Joder. Tiene la sensación de que la bala sigue todavía ahí. El dolor le agarra por las pelotas y le retuerce por dentro. Se alivia cuando Sirius pone la mano –esa mano mágica y caliente- en el estómago y templa todo su dolor. Dios. Si esa mano pudiera estar siempre ahí.
- Deberías ir a clase, Sirius, o te acabarán expulsando del colegio.
- Si no puedo quedarme aquí, qué más me da el colegio.
En momentos así, es una injusticia desmedida que esté prohibido besarle. Porque Sirius es intenso y bárbaro y suave y la medicina que necesita para curarse y no es justo quererle tanto y que haya reglas para ese amor solo porque al muy idiota le gustan las chicas.
- Dios qué bonito – Remus reconoce la voz de James, desde la puerta, interrumpiendo un silencio que está empezando a ser demasiado espeso, ligeramente irrespirable. – Canuto, por dios, ¿por qué a mí no me dices cosas así?
Le responde sin mirarle pero aguantando la sonrisa.
- Porque me estoy follando a tu madre, Potter.
James se acerca a la cama, con esa sonrisa de bienvenida que a Remus le hace sentir a salvo y en casa.
- ¿Ves cómo me trata? ¿Hace falta que me den a mí también un tiro en el estómago para recibir un poco de cariño?
Remus da las gracias por estar vivo a los dioses en los que no cree. A la luna por haberle permitido seguir bajo su influjo. A la magia de Dumbledore. A los espíritus del bosque.
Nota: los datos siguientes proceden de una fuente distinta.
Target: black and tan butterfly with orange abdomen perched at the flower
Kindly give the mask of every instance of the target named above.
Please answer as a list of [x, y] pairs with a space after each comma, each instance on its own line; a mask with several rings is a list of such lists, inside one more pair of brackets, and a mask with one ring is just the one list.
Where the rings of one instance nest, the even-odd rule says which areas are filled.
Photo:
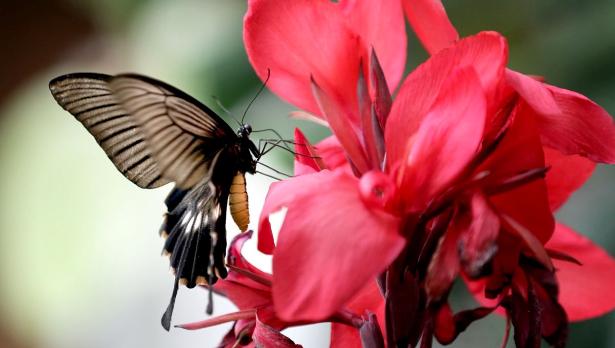
[[201, 102], [143, 75], [68, 74], [52, 80], [49, 90], [127, 179], [141, 188], [175, 182], [160, 230], [175, 274], [161, 319], [169, 331], [179, 285], [213, 285], [227, 276], [227, 203], [239, 229], [247, 230], [245, 173], [255, 174], [261, 156], [249, 139], [252, 127], [235, 132]]

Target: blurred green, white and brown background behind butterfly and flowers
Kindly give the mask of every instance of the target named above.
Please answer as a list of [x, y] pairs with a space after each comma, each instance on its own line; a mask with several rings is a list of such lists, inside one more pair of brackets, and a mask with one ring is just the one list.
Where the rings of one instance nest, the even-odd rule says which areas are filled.
[[[449, 0], [461, 36], [491, 29], [510, 45], [509, 67], [543, 75], [615, 114], [615, 2]], [[215, 347], [229, 325], [164, 331], [173, 277], [157, 231], [170, 187], [141, 190], [51, 97], [58, 75], [138, 72], [175, 85], [220, 112], [243, 114], [261, 82], [242, 43], [245, 1], [31, 0], [0, 2], [0, 347]], [[271, 18], [274, 20], [274, 18]], [[410, 72], [427, 54], [408, 31]], [[291, 120], [293, 107], [263, 91], [245, 120], [317, 142], [322, 126]], [[220, 112], [223, 115], [222, 112]], [[223, 115], [226, 117], [226, 115]], [[234, 122], [229, 122], [233, 125]], [[255, 134], [256, 135], [256, 134]], [[292, 157], [265, 163], [292, 172]], [[252, 220], [271, 179], [248, 177]], [[598, 166], [558, 219], [615, 254], [615, 167]], [[269, 268], [248, 242], [251, 260]], [[461, 284], [459, 284], [461, 285]], [[456, 308], [474, 304], [455, 289]], [[203, 290], [180, 289], [173, 323], [205, 319]], [[234, 310], [216, 298], [215, 314]], [[615, 347], [615, 314], [571, 325], [570, 347]], [[327, 347], [328, 325], [285, 331]], [[458, 347], [497, 347], [504, 320], [474, 323]]]

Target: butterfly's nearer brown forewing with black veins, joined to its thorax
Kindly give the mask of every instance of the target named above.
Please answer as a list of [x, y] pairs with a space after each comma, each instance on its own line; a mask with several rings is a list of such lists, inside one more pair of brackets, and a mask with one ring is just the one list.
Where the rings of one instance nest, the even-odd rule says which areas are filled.
[[141, 75], [111, 77], [111, 90], [141, 126], [162, 176], [189, 188], [208, 176], [213, 157], [238, 138], [207, 106]]

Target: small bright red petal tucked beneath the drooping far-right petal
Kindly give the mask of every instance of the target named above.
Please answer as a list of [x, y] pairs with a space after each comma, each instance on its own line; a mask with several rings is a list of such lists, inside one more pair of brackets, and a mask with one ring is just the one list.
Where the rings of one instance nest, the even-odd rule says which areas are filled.
[[[566, 156], [558, 150], [544, 148], [544, 161], [547, 172], [547, 193], [549, 206], [555, 212], [568, 197], [589, 179], [596, 164], [579, 155]], [[573, 170], [571, 170], [574, 168]]]

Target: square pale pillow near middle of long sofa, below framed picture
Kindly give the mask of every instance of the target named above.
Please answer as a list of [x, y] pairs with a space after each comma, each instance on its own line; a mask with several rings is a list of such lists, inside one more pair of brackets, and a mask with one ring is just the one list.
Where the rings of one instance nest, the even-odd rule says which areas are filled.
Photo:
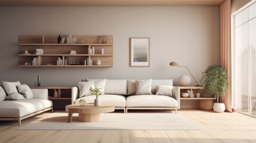
[[136, 94], [135, 95], [151, 95], [152, 79], [136, 80]]

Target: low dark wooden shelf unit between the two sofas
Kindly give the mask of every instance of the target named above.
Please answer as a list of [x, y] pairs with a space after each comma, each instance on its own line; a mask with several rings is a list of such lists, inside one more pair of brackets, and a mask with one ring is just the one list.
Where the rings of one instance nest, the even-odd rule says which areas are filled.
[[48, 89], [48, 99], [53, 101], [53, 108], [65, 108], [66, 105], [69, 105], [71, 103], [72, 86], [29, 86], [29, 87], [31, 89]]

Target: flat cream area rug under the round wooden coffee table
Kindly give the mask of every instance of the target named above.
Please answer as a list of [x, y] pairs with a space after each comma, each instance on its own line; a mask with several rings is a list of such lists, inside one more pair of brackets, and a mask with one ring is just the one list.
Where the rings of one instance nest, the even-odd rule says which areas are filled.
[[21, 126], [19, 130], [195, 130], [197, 126], [174, 113], [103, 113], [101, 122], [78, 122], [73, 114], [53, 113], [44, 119]]

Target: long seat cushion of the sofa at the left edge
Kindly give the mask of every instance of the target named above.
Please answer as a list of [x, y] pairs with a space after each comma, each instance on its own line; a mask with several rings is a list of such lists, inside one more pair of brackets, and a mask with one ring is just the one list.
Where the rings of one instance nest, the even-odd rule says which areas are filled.
[[52, 107], [50, 100], [24, 99], [0, 101], [0, 117], [23, 117], [27, 114]]

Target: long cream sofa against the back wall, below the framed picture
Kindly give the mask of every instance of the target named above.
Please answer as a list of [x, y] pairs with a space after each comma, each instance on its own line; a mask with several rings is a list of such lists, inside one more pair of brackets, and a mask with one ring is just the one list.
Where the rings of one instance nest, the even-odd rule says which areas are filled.
[[[157, 85], [172, 86], [172, 79], [152, 80], [153, 95], [135, 95], [135, 80], [107, 80], [104, 95], [100, 95], [101, 102], [104, 104], [115, 105], [115, 109], [122, 109], [125, 113], [128, 110], [175, 110], [180, 108], [180, 90], [178, 87], [172, 88], [172, 97], [167, 95], [155, 95]], [[72, 88], [72, 104], [79, 104], [79, 100], [84, 99], [87, 103], [93, 103], [95, 95], [79, 98], [78, 87]]]

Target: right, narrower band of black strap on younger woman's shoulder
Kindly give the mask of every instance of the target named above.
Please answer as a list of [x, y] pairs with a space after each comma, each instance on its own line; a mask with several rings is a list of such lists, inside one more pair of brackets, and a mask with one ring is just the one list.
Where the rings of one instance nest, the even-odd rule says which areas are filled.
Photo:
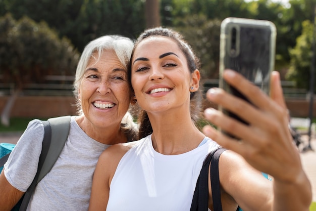
[[222, 201], [221, 201], [221, 185], [220, 185], [220, 175], [219, 175], [219, 159], [226, 149], [220, 148], [214, 153], [212, 161], [210, 164], [210, 184], [212, 186], [212, 198], [214, 211], [222, 211]]

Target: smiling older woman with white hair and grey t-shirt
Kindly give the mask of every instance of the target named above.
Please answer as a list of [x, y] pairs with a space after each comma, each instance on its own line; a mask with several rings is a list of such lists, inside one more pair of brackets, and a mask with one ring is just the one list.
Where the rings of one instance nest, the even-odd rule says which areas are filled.
[[[78, 115], [71, 117], [66, 144], [37, 184], [28, 210], [87, 210], [98, 156], [136, 136], [127, 113], [133, 101], [127, 77], [132, 49], [132, 40], [118, 35], [99, 37], [85, 47], [74, 82]], [[0, 175], [1, 210], [10, 210], [33, 181], [43, 133], [40, 120], [30, 121], [11, 153]]]

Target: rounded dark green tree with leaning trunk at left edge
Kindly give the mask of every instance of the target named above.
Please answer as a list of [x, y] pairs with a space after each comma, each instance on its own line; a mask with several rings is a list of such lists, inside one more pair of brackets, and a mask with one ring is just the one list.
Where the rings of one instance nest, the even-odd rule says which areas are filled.
[[2, 123], [8, 125], [11, 108], [25, 84], [41, 82], [46, 75], [74, 75], [79, 53], [45, 22], [28, 17], [16, 21], [10, 14], [0, 19], [0, 44], [2, 82], [15, 85], [2, 112]]

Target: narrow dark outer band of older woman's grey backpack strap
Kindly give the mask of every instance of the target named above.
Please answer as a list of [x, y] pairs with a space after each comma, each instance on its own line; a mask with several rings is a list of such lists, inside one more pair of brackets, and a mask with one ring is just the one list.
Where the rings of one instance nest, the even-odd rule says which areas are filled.
[[28, 203], [30, 201], [30, 198], [34, 192], [35, 186], [37, 184], [37, 179], [39, 177], [39, 172], [44, 164], [44, 160], [46, 158], [49, 145], [50, 145], [50, 139], [51, 139], [51, 129], [50, 129], [50, 124], [48, 121], [42, 121], [44, 124], [44, 138], [43, 138], [43, 144], [42, 144], [42, 151], [39, 156], [39, 161], [38, 161], [38, 166], [37, 166], [37, 173], [35, 175], [35, 178], [30, 185], [30, 187], [27, 189], [23, 196], [22, 204], [20, 206], [19, 211], [26, 210]]

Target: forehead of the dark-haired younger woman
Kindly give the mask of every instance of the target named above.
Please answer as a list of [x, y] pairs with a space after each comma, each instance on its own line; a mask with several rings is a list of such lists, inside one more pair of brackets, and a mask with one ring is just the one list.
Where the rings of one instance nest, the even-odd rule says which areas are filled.
[[140, 41], [134, 50], [133, 58], [161, 55], [166, 52], [175, 52], [183, 55], [174, 39], [164, 36], [152, 36]]

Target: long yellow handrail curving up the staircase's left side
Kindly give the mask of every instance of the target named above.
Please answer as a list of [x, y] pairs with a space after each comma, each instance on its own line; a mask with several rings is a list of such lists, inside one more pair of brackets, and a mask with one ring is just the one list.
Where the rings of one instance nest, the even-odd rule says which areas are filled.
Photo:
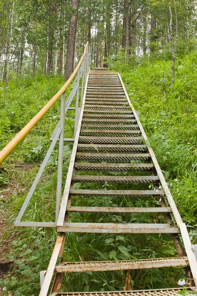
[[36, 123], [46, 114], [47, 111], [56, 103], [56, 101], [60, 98], [60, 96], [66, 91], [66, 88], [74, 78], [75, 74], [79, 70], [79, 67], [81, 66], [81, 63], [83, 62], [83, 59], [86, 55], [86, 49], [89, 42], [86, 43], [86, 46], [84, 48], [83, 55], [70, 75], [70, 77], [67, 79], [66, 83], [63, 85], [63, 87], [53, 96], [53, 98], [22, 128], [22, 130], [16, 134], [16, 136], [0, 151], [0, 164], [5, 160], [5, 158], [14, 150], [14, 148], [27, 136], [27, 134], [33, 129], [33, 127], [36, 125]]

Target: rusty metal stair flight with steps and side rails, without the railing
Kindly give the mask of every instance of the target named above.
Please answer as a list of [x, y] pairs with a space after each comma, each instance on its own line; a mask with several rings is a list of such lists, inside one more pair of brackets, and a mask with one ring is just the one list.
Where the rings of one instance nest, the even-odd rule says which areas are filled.
[[[117, 172], [116, 175], [111, 173]], [[82, 187], [74, 189], [74, 184]], [[92, 189], [86, 189], [93, 184]], [[102, 189], [103, 184], [115, 184], [116, 189]], [[116, 185], [117, 184], [117, 185]], [[127, 189], [119, 189], [119, 185]], [[94, 189], [100, 185], [100, 189]], [[151, 187], [151, 188], [150, 188]], [[121, 200], [148, 197], [160, 201], [160, 207], [93, 207], [72, 206], [77, 199], [113, 197]], [[165, 223], [100, 223], [68, 221], [69, 213], [158, 213]], [[172, 296], [177, 289], [122, 291], [122, 292], [60, 292], [64, 273], [85, 271], [112, 271], [183, 266], [190, 287], [197, 286], [197, 261], [186, 225], [182, 222], [170, 194], [155, 154], [148, 142], [136, 111], [128, 97], [119, 74], [93, 70], [88, 74], [81, 113], [76, 130], [65, 190], [57, 221], [59, 236], [41, 287], [40, 296], [46, 296], [55, 272], [51, 296], [118, 295], [118, 296]], [[158, 258], [121, 261], [67, 262], [63, 259], [66, 232], [83, 233], [170, 233], [177, 250], [176, 258]], [[183, 247], [184, 245], [184, 247]], [[80, 246], [79, 246], [80, 247]], [[58, 257], [61, 258], [57, 264]], [[191, 289], [191, 288], [190, 288]]]

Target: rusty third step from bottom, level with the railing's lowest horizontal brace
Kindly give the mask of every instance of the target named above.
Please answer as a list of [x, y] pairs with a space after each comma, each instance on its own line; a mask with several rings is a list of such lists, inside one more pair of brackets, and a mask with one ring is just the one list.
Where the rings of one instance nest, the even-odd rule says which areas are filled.
[[64, 223], [58, 232], [78, 233], [180, 233], [178, 227], [167, 223]]

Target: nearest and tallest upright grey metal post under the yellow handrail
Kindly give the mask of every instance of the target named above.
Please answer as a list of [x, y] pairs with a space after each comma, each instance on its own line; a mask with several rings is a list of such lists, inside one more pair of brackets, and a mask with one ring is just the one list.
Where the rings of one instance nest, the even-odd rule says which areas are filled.
[[56, 222], [58, 220], [61, 198], [62, 198], [62, 175], [63, 175], [63, 152], [64, 152], [64, 131], [65, 131], [65, 101], [66, 92], [61, 96], [61, 110], [60, 110], [60, 128], [62, 132], [59, 140], [58, 153], [58, 179], [57, 179], [57, 194], [56, 194]]

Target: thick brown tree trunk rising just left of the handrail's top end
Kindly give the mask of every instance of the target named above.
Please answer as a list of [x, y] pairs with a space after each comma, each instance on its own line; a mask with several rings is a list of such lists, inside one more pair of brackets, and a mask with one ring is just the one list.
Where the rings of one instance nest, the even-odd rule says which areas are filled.
[[65, 80], [67, 80], [69, 76], [72, 74], [74, 67], [74, 48], [77, 29], [78, 6], [79, 0], [71, 0], [72, 15], [70, 18], [68, 29]]

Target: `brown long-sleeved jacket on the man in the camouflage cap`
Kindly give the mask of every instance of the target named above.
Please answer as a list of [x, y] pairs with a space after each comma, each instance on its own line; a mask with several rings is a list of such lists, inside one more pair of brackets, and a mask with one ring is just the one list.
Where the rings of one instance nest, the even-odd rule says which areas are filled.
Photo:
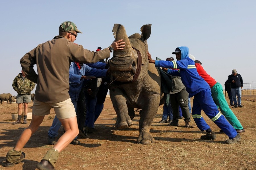
[[[62, 36], [39, 44], [20, 59], [26, 77], [35, 82], [35, 99], [58, 103], [69, 98], [69, 66], [72, 61], [95, 63], [110, 57], [108, 48], [98, 52], [86, 50]], [[37, 74], [34, 65], [37, 66]]]

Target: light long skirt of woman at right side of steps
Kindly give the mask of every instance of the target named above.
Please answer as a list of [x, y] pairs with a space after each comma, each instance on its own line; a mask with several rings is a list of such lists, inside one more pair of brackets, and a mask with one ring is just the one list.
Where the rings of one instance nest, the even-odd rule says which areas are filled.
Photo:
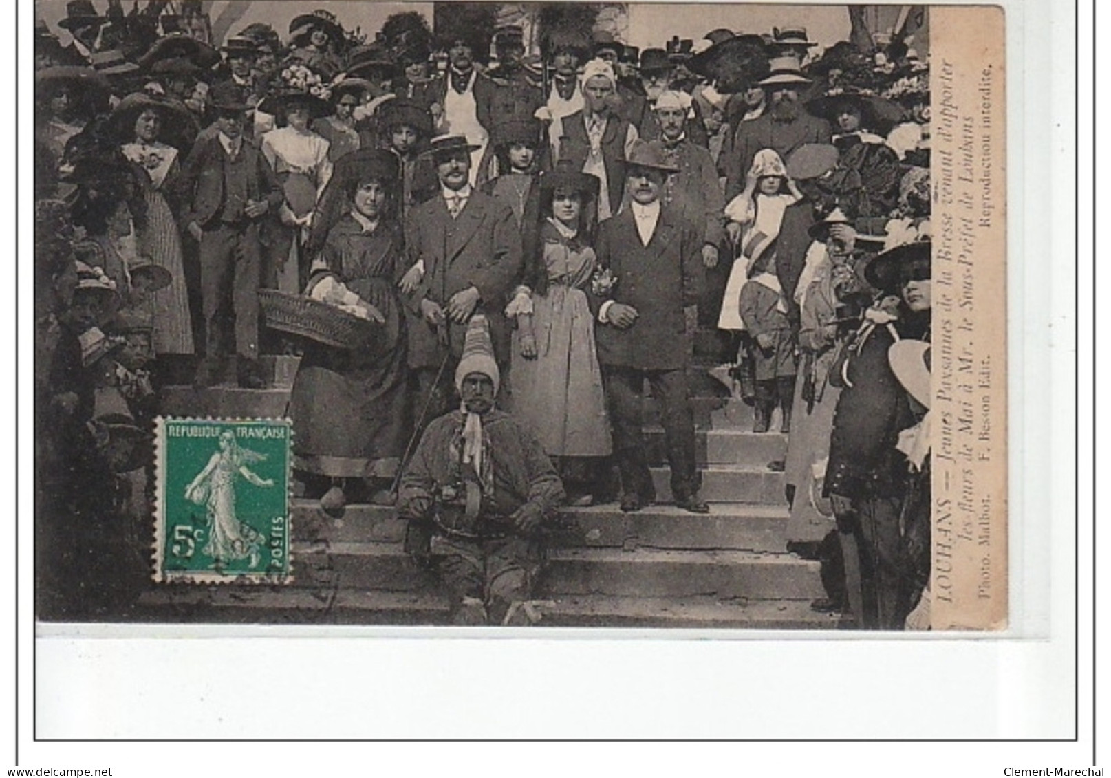
[[787, 446], [787, 482], [794, 486], [794, 502], [787, 525], [789, 541], [820, 541], [834, 527], [829, 500], [822, 497], [829, 459], [833, 411], [841, 390], [825, 386], [812, 408], [802, 399], [804, 381], [794, 383], [791, 436]]

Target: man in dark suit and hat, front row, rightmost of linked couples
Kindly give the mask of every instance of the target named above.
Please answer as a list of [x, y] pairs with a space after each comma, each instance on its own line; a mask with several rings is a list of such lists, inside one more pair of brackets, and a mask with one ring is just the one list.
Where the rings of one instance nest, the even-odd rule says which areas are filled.
[[628, 158], [629, 206], [598, 230], [598, 261], [604, 273], [589, 289], [598, 361], [613, 423], [613, 456], [621, 472], [621, 510], [655, 499], [644, 458], [641, 403], [644, 379], [663, 405], [663, 430], [675, 505], [709, 512], [698, 496], [694, 417], [687, 388], [688, 336], [702, 287], [704, 228], [670, 207], [660, 194], [670, 167], [658, 143], [639, 141]]

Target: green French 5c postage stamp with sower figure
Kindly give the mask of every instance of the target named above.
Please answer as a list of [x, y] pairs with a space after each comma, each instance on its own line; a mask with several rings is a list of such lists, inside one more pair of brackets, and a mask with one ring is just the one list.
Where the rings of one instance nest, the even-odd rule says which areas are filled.
[[156, 580], [291, 579], [291, 435], [288, 419], [158, 419]]

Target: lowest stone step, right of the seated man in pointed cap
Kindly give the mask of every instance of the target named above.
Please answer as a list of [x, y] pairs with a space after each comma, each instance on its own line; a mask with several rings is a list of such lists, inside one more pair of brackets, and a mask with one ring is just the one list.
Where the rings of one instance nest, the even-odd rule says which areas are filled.
[[562, 596], [540, 606], [541, 627], [664, 627], [685, 629], [838, 629], [835, 614], [818, 614], [809, 600], [720, 600]]

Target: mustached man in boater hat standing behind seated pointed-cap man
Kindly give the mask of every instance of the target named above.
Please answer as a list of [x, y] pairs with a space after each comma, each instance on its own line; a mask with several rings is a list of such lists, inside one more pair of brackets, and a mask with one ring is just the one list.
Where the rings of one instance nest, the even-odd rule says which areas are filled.
[[454, 366], [476, 312], [490, 322], [498, 361], [509, 359], [502, 310], [521, 275], [521, 233], [509, 206], [471, 187], [473, 150], [462, 136], [432, 140], [426, 153], [436, 163], [440, 193], [416, 206], [406, 226], [412, 263], [402, 281], [413, 316], [409, 366], [417, 373], [418, 412], [427, 408], [426, 419], [449, 408]]

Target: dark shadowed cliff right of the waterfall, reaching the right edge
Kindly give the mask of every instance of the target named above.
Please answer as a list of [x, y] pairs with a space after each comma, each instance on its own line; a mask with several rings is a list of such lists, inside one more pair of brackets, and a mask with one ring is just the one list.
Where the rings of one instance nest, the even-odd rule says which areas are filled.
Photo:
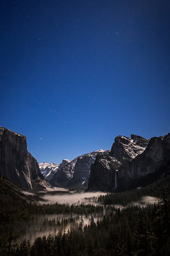
[[143, 186], [170, 171], [170, 134], [150, 139], [146, 150], [118, 171], [119, 187]]

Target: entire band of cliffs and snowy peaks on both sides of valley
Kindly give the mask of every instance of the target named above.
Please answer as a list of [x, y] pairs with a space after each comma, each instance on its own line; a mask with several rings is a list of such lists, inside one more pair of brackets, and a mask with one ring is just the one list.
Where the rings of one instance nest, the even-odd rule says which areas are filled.
[[35, 191], [55, 186], [115, 192], [145, 186], [170, 173], [170, 134], [150, 140], [119, 135], [111, 150], [38, 166], [27, 151], [26, 137], [0, 127], [0, 173]]

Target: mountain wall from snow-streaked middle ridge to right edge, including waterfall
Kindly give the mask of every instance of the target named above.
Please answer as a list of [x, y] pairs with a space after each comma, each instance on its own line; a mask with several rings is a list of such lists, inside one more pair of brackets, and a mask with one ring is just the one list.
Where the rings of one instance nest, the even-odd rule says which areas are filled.
[[60, 170], [56, 168], [49, 182], [57, 187], [110, 192], [145, 186], [169, 170], [169, 136], [149, 140], [119, 135], [111, 150], [75, 158]]

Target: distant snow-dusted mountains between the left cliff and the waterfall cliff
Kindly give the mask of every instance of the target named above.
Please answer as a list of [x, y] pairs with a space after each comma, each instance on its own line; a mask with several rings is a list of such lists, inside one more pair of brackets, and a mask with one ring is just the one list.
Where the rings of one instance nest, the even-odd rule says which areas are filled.
[[39, 167], [44, 177], [54, 187], [87, 189], [91, 164], [95, 162], [98, 153], [109, 154], [110, 150], [99, 149], [78, 156], [74, 160], [62, 160], [62, 163], [40, 163]]

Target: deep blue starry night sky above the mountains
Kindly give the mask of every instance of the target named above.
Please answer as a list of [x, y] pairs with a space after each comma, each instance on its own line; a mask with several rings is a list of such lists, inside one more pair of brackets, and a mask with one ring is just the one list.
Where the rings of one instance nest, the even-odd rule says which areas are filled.
[[0, 126], [38, 163], [170, 132], [169, 0], [2, 0], [0, 12]]

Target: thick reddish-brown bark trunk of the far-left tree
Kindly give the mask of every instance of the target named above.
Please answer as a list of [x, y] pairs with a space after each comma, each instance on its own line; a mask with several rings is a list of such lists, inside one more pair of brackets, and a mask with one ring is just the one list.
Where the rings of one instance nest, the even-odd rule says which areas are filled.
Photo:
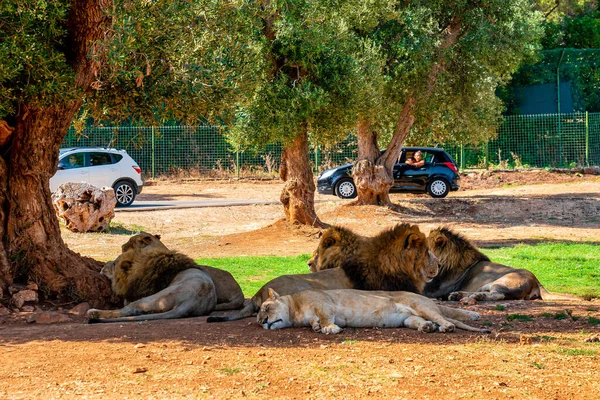
[[96, 79], [96, 41], [105, 38], [112, 1], [72, 2], [67, 17], [65, 57], [74, 71], [73, 89], [52, 105], [24, 102], [14, 115], [11, 137], [0, 149], [0, 287], [36, 282], [47, 297], [86, 300], [102, 306], [111, 296], [109, 282], [98, 273], [102, 263], [69, 250], [52, 206], [49, 180], [56, 172], [58, 150], [81, 95]]

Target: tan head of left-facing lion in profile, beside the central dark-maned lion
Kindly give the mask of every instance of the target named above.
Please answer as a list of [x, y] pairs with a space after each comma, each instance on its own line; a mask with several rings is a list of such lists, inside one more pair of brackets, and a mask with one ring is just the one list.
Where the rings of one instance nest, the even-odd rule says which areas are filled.
[[312, 272], [341, 267], [360, 247], [362, 237], [341, 226], [327, 228], [313, 256], [308, 260]]

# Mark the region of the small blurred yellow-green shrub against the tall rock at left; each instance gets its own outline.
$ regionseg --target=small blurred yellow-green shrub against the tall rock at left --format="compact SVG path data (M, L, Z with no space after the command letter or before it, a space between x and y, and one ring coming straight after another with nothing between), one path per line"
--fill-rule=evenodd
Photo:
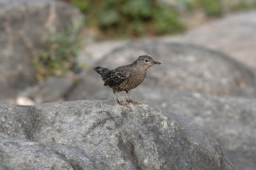
M78 45L73 42L71 36L64 33L49 33L43 42L40 50L33 60L37 71L38 80L46 78L48 75L63 75L75 68L75 57Z

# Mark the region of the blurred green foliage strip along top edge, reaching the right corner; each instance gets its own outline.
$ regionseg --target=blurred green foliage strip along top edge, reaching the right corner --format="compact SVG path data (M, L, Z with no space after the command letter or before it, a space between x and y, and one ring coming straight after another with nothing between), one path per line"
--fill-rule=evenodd
M203 11L209 18L256 7L256 0L62 0L80 8L100 39L156 36L185 30L181 16ZM183 15L185 14L185 15ZM187 15L188 14L188 15ZM186 19L184 19L186 20ZM100 32L100 33L99 33Z

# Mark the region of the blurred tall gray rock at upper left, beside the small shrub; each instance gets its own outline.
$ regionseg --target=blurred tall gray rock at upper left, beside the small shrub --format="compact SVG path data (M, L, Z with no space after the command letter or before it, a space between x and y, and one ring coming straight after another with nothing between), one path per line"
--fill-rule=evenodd
M67 3L47 0L0 0L0 103L35 83L32 59L49 31L79 29L82 15Z

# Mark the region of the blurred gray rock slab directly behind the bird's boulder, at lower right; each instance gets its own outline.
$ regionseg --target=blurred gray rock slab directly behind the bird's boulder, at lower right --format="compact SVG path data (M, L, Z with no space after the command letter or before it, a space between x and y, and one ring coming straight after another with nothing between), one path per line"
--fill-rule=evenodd
M133 100L175 112L203 126L220 142L237 169L256 167L256 99L183 92L168 88L139 86L130 91ZM122 100L125 92L119 94ZM92 99L115 101L105 87Z

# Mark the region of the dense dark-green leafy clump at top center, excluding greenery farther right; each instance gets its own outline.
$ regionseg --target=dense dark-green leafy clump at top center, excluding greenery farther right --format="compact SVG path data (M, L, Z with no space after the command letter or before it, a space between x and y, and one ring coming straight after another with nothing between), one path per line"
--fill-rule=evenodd
M102 37L139 37L184 31L180 15L172 6L160 7L156 0L72 0L85 13L86 25L97 27ZM76 2L76 3L75 3ZM84 9L86 6L87 10Z

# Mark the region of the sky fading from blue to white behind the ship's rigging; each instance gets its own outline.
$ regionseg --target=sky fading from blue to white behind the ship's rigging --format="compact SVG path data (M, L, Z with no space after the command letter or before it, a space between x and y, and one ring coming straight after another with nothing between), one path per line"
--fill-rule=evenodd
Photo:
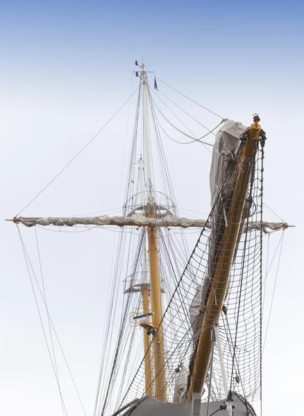
M162 80L225 118L249 124L254 112L260 114L267 132L264 202L296 225L285 232L264 349L263 413L273 413L275 403L278 416L298 411L289 398L301 397L304 370L303 15L301 0L0 3L1 414L61 412L19 236L4 218L25 207L126 101L137 87L134 61L142 59ZM216 119L187 105L214 127ZM128 106L120 116L23 216L121 207ZM207 213L210 154L199 144L168 139L164 146L180 208ZM278 220L272 211L265 209L265 216ZM22 229L33 253L34 233ZM49 307L92 415L117 236L106 230L59 234L38 230ZM267 311L274 278L267 282ZM72 389L65 395L71 414L82 415Z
- Ya sabes que te quiero, gilipollas.
Puede que sea lo que más admira de Sirius. Que está hinchado como un pavo y no es capaz de formar una frase sin decir tres tacos pero que, al mismo tiempo, y aunque sea añadiendo el habitual gilipollas es capaz de decirlo – sabes que te quiero- sin asomo de pudor, mostrándose ante ellos tal y como es, regalándoles un momento de intimidad que valdría más que la luna, si se midiera el amor en plata líquida.